An American computer scientist who invented the widely used computer concept, ‘cut-copy-paste’, Larry Tesler, has died at age 74.
The concepts became instrumental to user interface building blocks for both text editors and entire computer operating systems.
The news of Mr Tesler’s death was divulged to the world in a tweet by Xerox, a U.S. tech company where he worked with before his death.
“The inventor of cut/copy & paste, find & replace, and more, was former Xerox researcher Larry Tesler,” the company tweeted on Wednesday evening. “Your workday is easier thanks to his revolutionary ideas.”
The company said he died on Monday without giving any information about where he had died or the cause of his death.
“Your workday is easier thanks to his revolutionary ideas. Larry passed away Monday, so please join us in celebrating him,” the company said.

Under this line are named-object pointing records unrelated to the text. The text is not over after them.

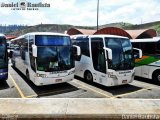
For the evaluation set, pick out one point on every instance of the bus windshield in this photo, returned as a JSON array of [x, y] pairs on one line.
[[54, 53], [121, 52], [3, 53]]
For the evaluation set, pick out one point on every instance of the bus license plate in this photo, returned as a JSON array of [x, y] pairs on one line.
[[124, 81], [58, 80]]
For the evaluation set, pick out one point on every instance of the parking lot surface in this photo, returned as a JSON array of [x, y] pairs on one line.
[[17, 86]]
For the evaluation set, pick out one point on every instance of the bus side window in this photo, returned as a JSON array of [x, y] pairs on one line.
[[32, 59], [84, 45]]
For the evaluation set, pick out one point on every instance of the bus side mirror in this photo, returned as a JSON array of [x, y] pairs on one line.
[[76, 52], [34, 50], [108, 53], [137, 53]]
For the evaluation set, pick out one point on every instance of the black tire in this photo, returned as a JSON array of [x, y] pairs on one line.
[[27, 75], [156, 77], [88, 76]]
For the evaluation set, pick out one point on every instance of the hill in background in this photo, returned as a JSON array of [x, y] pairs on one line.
[[63, 28]]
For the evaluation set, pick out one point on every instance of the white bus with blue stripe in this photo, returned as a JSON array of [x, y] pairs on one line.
[[44, 57], [3, 58]]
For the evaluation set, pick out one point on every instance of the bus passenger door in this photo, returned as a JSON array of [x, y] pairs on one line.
[[98, 58]]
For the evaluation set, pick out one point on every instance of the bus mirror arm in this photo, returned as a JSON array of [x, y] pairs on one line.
[[135, 50], [108, 53], [77, 50], [34, 50]]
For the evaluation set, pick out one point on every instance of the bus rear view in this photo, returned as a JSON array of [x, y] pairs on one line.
[[3, 58], [106, 59]]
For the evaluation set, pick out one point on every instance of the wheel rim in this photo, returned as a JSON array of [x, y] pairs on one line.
[[89, 76]]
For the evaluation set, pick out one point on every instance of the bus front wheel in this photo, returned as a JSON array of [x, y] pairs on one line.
[[88, 76]]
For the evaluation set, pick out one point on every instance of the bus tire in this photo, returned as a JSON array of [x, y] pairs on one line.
[[88, 76], [27, 75], [156, 77]]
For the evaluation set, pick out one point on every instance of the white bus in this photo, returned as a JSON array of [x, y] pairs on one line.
[[105, 59], [45, 58], [149, 65]]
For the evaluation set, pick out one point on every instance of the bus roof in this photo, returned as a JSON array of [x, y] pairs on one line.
[[46, 33], [154, 39], [39, 33], [101, 35]]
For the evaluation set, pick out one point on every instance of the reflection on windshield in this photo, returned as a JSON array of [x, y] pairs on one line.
[[3, 52], [55, 58], [121, 52]]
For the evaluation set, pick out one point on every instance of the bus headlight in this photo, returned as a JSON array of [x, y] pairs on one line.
[[71, 72], [41, 75], [110, 75]]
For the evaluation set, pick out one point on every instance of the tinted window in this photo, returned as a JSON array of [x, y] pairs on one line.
[[84, 45], [48, 40]]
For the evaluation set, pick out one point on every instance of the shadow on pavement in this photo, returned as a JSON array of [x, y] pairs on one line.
[[3, 85], [115, 90], [150, 81]]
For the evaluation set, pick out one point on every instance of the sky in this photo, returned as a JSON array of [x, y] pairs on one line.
[[83, 12]]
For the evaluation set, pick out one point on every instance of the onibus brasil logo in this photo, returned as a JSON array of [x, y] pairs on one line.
[[24, 5]]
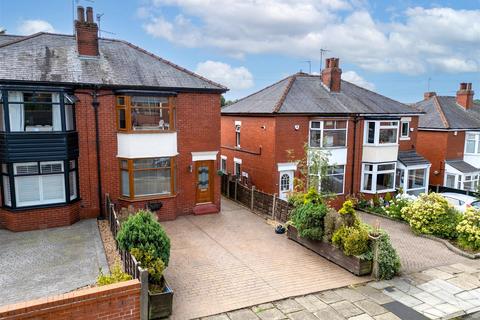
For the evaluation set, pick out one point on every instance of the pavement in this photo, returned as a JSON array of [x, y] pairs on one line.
[[446, 292], [233, 259], [41, 263], [416, 253]]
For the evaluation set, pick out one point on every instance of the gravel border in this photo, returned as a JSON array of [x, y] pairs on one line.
[[450, 246]]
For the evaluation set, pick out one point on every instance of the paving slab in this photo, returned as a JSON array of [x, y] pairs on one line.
[[234, 259], [48, 262]]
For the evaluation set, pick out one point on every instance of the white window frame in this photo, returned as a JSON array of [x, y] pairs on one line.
[[237, 135], [405, 137], [476, 140], [378, 127], [40, 177], [375, 173], [322, 129], [222, 159]]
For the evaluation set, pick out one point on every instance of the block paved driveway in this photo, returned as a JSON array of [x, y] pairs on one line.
[[42, 263], [234, 259], [416, 253]]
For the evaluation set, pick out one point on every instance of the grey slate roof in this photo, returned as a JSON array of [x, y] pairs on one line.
[[411, 157], [303, 93], [54, 58], [443, 112], [462, 166]]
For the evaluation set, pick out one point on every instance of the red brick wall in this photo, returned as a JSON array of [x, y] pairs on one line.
[[261, 168], [198, 129], [119, 301], [39, 218]]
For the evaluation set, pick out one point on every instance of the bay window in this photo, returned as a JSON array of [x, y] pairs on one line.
[[378, 177], [145, 113], [328, 134], [147, 177], [472, 142], [381, 132], [28, 184]]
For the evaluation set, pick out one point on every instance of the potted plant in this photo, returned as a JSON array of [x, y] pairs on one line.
[[146, 240]]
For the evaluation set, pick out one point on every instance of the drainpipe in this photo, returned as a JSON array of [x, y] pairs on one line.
[[96, 105], [352, 182]]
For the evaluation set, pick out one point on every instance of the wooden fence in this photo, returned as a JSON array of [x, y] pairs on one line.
[[130, 264], [266, 204]]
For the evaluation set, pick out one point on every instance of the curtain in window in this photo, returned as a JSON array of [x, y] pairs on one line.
[[56, 114], [16, 111]]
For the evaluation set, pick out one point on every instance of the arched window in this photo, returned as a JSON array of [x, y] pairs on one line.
[[285, 182]]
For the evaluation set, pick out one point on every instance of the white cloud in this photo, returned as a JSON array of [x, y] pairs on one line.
[[28, 27], [233, 78], [355, 78], [425, 39]]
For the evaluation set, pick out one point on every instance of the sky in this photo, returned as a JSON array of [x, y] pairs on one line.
[[397, 48]]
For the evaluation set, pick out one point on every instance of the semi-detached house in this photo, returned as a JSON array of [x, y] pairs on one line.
[[82, 116], [449, 137], [371, 139]]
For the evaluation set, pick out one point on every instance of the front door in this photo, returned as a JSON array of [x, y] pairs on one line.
[[285, 184], [204, 180]]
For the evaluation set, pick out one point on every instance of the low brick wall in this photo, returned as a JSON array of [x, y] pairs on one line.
[[116, 301]]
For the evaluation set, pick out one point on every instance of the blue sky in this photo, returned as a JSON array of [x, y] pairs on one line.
[[392, 47]]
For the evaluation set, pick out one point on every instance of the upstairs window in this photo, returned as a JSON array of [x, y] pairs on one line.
[[381, 132], [40, 111], [328, 134], [145, 113], [472, 143], [237, 135]]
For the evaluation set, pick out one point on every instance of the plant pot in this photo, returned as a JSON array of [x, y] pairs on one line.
[[160, 303], [353, 264]]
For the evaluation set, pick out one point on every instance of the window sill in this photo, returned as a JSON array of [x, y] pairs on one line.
[[147, 198], [145, 131]]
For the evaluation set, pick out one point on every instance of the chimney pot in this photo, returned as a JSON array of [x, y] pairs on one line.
[[332, 74], [465, 95], [89, 14], [80, 14]]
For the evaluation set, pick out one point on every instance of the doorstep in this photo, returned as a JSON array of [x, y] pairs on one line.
[[205, 208]]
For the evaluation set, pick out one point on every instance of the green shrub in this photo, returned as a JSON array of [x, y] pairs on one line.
[[348, 214], [308, 219], [155, 266], [142, 231], [331, 223], [312, 196], [388, 259], [116, 275], [432, 214], [356, 242], [469, 230]]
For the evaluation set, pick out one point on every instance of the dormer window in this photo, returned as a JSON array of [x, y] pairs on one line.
[[145, 113], [32, 111]]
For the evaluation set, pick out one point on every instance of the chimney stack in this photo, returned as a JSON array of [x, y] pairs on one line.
[[332, 74], [86, 33], [465, 95], [428, 95]]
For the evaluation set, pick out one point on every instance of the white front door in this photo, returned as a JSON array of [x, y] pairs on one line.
[[285, 184]]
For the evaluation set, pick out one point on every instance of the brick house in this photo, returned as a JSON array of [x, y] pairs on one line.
[[370, 138], [449, 137], [82, 116]]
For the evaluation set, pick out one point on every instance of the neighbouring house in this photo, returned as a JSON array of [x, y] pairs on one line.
[[83, 116], [449, 137], [371, 139]]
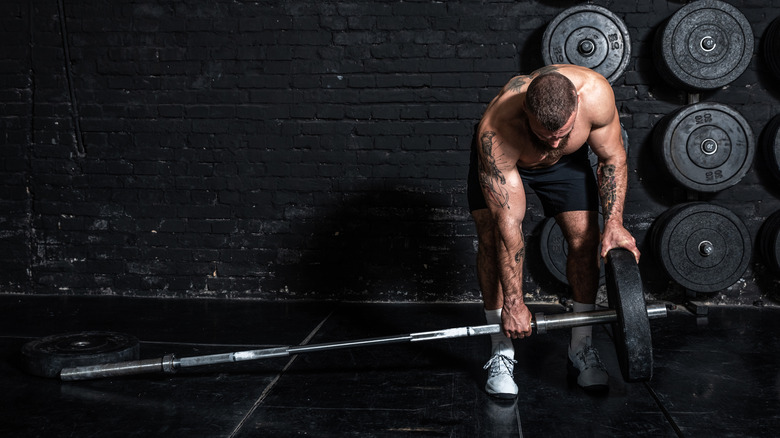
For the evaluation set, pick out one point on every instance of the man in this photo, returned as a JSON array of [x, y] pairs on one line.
[[534, 132]]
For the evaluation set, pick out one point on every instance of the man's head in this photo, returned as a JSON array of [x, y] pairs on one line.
[[551, 98], [551, 105]]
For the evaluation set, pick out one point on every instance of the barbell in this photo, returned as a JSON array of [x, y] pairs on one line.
[[628, 314]]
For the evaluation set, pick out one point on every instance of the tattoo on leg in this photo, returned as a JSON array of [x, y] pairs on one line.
[[490, 177], [519, 255], [607, 189]]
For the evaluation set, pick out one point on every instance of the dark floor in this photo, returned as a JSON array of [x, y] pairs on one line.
[[714, 376]]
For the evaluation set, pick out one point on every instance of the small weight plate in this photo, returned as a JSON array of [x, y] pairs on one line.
[[770, 144], [701, 246], [705, 45], [46, 357], [633, 341], [705, 147], [769, 241], [589, 36], [555, 250]]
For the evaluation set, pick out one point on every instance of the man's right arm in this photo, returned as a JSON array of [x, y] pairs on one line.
[[503, 190]]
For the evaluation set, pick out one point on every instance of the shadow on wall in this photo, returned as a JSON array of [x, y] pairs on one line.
[[398, 244]]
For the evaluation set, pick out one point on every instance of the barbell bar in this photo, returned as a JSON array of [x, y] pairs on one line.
[[170, 364]]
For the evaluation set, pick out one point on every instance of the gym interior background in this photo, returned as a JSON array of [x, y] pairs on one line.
[[289, 150]]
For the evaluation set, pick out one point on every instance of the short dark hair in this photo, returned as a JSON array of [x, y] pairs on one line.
[[551, 98]]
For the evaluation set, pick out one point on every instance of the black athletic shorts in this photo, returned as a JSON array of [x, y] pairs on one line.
[[568, 185]]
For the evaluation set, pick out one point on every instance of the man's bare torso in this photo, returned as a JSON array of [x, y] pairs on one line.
[[506, 119]]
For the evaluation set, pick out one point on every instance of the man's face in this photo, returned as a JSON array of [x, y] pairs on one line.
[[547, 140]]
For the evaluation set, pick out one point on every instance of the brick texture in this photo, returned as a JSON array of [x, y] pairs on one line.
[[300, 149]]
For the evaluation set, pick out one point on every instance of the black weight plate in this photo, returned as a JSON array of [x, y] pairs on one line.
[[589, 36], [705, 147], [705, 45], [771, 47], [633, 341], [703, 247], [46, 357], [770, 144], [555, 250], [769, 241]]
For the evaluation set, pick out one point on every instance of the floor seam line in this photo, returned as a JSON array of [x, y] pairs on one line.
[[276, 379]]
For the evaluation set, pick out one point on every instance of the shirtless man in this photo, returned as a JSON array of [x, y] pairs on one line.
[[534, 132]]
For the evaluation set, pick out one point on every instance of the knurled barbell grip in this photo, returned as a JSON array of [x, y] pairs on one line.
[[541, 323]]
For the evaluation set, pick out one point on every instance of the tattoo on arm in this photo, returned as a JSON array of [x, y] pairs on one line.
[[490, 177], [607, 189], [516, 84]]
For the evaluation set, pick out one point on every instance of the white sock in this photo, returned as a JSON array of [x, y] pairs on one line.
[[578, 334], [494, 317]]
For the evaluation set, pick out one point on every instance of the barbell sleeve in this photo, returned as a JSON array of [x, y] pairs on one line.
[[165, 364]]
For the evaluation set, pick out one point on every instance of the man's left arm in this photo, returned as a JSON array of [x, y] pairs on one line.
[[607, 143]]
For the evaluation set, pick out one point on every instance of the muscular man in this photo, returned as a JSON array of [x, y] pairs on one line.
[[534, 132]]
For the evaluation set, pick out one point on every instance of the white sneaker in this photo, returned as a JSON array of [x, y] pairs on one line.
[[585, 364], [501, 382]]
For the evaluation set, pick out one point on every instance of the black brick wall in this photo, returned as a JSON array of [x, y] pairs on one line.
[[299, 149]]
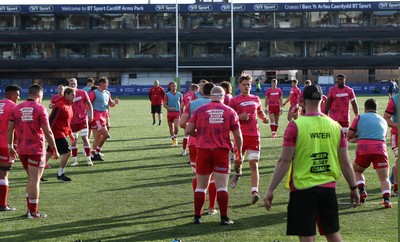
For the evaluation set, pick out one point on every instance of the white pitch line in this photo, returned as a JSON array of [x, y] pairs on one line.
[[366, 203]]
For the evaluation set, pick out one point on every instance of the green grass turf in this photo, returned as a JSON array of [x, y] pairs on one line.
[[142, 192]]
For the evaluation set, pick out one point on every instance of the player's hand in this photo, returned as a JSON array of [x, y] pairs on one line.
[[354, 198], [269, 196], [244, 116], [55, 153], [12, 153]]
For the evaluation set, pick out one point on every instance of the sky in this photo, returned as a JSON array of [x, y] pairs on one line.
[[16, 2]]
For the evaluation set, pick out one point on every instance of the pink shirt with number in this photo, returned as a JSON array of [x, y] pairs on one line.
[[294, 96], [340, 103], [28, 117], [250, 104], [391, 108], [79, 107], [6, 106], [274, 96], [213, 122]]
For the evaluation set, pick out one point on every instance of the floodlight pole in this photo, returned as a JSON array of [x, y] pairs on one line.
[[232, 78], [177, 80]]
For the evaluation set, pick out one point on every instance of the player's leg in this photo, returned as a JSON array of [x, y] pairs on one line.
[[383, 175], [212, 196], [255, 177], [360, 179], [221, 170], [159, 113], [5, 167], [35, 171], [276, 122], [74, 149], [203, 174], [272, 123], [153, 114], [176, 129], [86, 145]]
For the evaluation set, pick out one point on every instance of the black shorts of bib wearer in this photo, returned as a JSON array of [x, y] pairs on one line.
[[62, 146], [311, 207]]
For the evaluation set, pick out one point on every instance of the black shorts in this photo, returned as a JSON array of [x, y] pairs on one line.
[[313, 206], [62, 146], [155, 108]]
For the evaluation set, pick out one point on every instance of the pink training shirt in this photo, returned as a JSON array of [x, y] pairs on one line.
[[274, 96], [55, 98], [188, 98], [79, 107], [227, 98], [6, 107], [290, 138], [294, 96], [213, 122], [28, 117], [391, 108], [250, 104], [340, 103], [368, 146]]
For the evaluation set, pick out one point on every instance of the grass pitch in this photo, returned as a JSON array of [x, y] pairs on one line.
[[142, 192]]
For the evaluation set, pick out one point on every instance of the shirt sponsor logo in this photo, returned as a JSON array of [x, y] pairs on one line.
[[77, 98], [342, 95], [33, 162], [320, 135], [216, 116], [27, 114], [320, 163], [2, 108], [248, 103], [220, 168]]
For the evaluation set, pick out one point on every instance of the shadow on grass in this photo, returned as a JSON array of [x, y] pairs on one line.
[[209, 228], [93, 226]]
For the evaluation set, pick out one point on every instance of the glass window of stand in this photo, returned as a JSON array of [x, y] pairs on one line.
[[353, 48], [140, 50], [165, 20], [72, 21], [386, 18], [38, 21], [105, 50], [37, 51], [386, 48], [287, 19], [9, 22], [139, 20], [321, 48], [285, 49], [254, 20], [321, 19], [205, 20], [210, 50], [252, 49], [353, 19], [166, 50], [9, 51], [73, 51]]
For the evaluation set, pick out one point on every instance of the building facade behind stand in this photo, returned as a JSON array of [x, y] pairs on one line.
[[135, 44]]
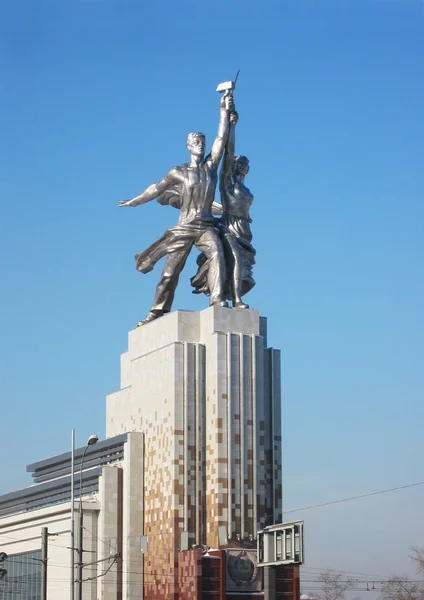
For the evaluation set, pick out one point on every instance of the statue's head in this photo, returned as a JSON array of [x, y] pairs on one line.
[[196, 143], [240, 165]]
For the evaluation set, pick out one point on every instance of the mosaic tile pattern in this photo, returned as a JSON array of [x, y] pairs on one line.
[[204, 392]]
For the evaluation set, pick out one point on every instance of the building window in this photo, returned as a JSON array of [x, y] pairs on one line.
[[23, 579]]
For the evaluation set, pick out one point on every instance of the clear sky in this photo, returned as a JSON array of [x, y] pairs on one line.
[[97, 98]]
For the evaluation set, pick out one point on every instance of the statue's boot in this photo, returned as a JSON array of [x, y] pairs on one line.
[[153, 314], [240, 304], [223, 303]]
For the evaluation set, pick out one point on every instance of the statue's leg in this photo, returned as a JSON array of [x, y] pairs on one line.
[[233, 256], [210, 243], [165, 290]]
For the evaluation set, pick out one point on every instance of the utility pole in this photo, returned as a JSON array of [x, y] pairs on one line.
[[44, 542]]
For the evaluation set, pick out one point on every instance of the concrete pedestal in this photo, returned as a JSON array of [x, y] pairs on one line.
[[204, 390]]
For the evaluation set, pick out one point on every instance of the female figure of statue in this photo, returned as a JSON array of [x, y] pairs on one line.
[[234, 227]]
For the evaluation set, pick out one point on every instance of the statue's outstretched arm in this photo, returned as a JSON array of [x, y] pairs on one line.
[[155, 189], [226, 106], [227, 164]]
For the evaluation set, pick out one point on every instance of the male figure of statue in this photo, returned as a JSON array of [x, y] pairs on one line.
[[191, 187]]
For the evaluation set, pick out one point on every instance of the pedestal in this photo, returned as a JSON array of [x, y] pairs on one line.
[[204, 390]]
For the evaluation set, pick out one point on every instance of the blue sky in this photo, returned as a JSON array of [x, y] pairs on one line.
[[96, 101]]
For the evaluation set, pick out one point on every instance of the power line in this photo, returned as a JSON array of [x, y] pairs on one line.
[[401, 487]]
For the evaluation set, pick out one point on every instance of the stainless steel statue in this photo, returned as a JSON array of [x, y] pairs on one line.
[[226, 253], [234, 227]]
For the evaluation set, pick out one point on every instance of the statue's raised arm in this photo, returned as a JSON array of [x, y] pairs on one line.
[[226, 106], [154, 190]]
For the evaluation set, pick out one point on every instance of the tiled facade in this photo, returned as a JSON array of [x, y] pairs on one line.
[[204, 390]]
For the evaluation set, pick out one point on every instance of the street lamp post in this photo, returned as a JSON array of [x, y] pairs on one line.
[[93, 439], [72, 515]]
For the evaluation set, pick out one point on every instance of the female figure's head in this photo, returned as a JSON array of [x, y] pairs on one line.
[[240, 165]]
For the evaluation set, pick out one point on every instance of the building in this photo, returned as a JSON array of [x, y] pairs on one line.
[[189, 471]]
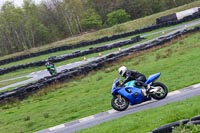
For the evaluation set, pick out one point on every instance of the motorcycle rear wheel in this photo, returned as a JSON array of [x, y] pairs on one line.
[[119, 105], [163, 91]]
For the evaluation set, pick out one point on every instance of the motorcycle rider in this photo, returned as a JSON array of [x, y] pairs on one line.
[[49, 65], [130, 75]]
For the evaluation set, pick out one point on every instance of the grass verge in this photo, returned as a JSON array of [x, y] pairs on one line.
[[177, 61], [125, 27]]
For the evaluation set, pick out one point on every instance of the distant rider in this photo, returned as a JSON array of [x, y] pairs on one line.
[[131, 75], [49, 63]]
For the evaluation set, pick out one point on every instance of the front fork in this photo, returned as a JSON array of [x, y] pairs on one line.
[[119, 97]]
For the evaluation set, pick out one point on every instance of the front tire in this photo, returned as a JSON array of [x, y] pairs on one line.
[[119, 104], [162, 93]]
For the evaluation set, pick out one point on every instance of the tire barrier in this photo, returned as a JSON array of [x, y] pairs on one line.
[[168, 128], [69, 74], [103, 39], [72, 55]]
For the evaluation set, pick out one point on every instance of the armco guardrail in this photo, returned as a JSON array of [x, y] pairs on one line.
[[101, 40], [68, 74], [72, 55]]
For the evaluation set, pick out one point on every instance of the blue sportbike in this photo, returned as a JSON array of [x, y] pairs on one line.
[[129, 94]]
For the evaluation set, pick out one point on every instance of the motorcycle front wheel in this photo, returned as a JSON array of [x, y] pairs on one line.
[[162, 93], [119, 103]]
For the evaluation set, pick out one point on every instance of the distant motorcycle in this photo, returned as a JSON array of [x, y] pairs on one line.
[[125, 95], [51, 68]]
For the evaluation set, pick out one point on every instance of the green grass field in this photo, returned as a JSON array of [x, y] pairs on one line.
[[177, 61]]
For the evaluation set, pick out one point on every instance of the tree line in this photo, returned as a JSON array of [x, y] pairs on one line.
[[32, 25]]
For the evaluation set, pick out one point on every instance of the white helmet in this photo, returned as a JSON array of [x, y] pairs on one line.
[[122, 70]]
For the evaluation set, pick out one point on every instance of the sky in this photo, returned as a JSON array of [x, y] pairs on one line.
[[17, 2]]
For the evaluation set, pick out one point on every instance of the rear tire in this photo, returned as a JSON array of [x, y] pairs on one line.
[[119, 105], [163, 91]]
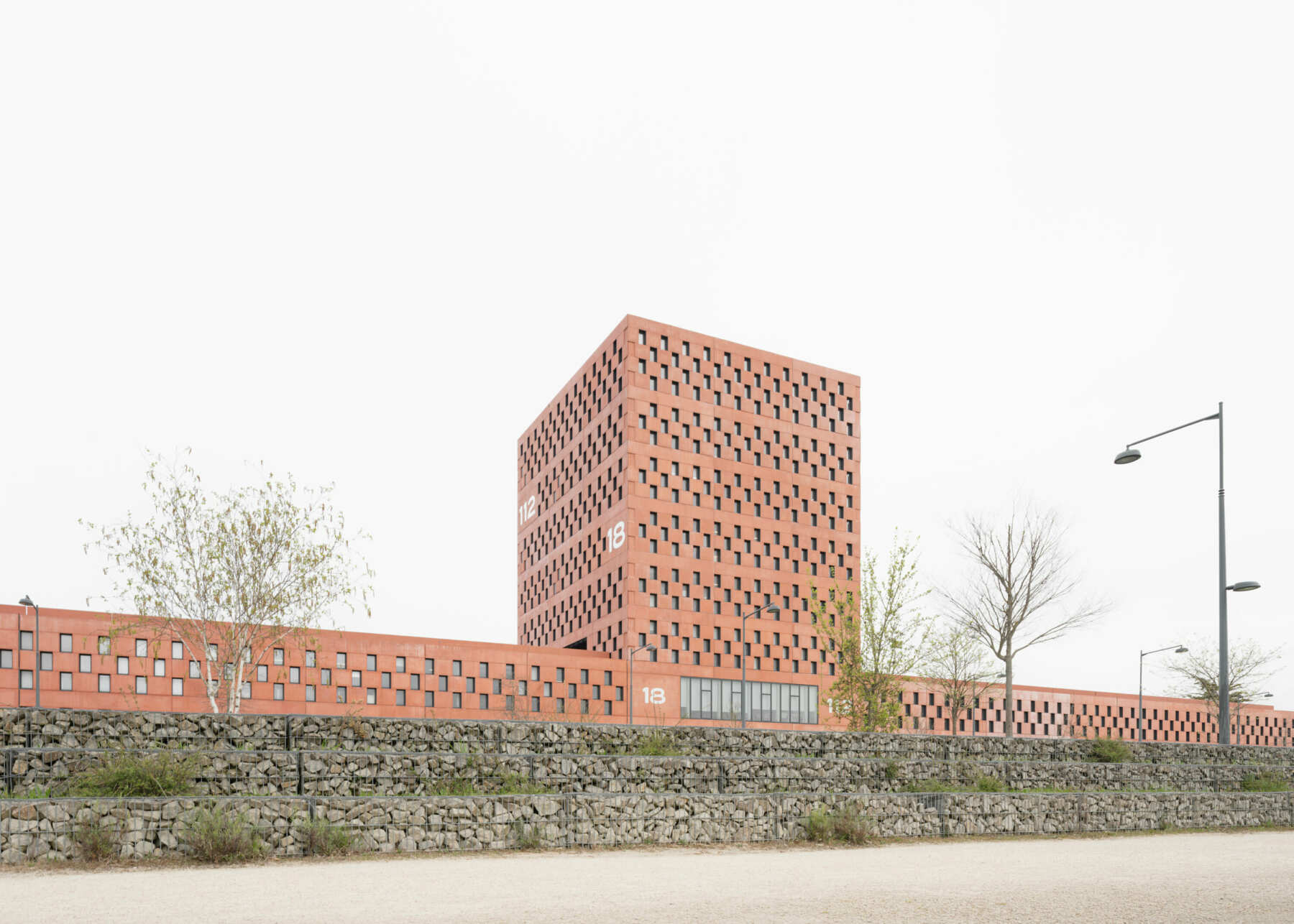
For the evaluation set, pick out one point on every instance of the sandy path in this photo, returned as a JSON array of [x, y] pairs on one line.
[[1165, 878]]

A graduate of Stanford University, Mr Tesler specialised in human-computer interaction, employing his skills at Amazon, Apple, Yahoo, and the Xerox Palo Alto Research Center (PARC).
Upon his death, he was a consultant to Valley firms big and small, specialising in the way users experience technology products.
‘Silicon Valley history man’
Born in 1945 in New York, Mr Tesler was schooled at Stanford University, in computer science.
After graduating, he specialised in user interface design – that is, making computer systems more user-friendly.
He worked for a number of major tech firms during his long career. After working in AI (artificial intelligence) research, he joined Xerox’s Palo Alto Research Center (PARC) in 1973, where he developed ‘cut, copy, and paste’.
In 1980, Apple co-founder, Steve Jobs poached him for his company, where he spent 17 years and rose to chief scientist in 1993. His research was used to develop better iterations of the ideas for Apple products.
After leaving Apple, Mr Tesler worked at Stagecast, an education software startup that was spun out of Apple, and also spent time at Amazon, Yahoo, and 23andMe. Since 2009, he had been a UX consultant based in California.
Inventing what some describe as the greatest computer utility command— cut, copy and paste command, Mr Tesler gained spotlight in 1984 when the command was made popular by Apple after being incorporated in software on the Lisa computer in 1983 and the original Macintosh that debuted the following year.
The cut and paste command was said to have been inspired by old-fashioned editing that involved actually cutting portions of printed text and affixing them elsewhere with adhesive.
With the upsurge of technology, many now rely widely on the command although critics would argue that this has also aided plagiarism.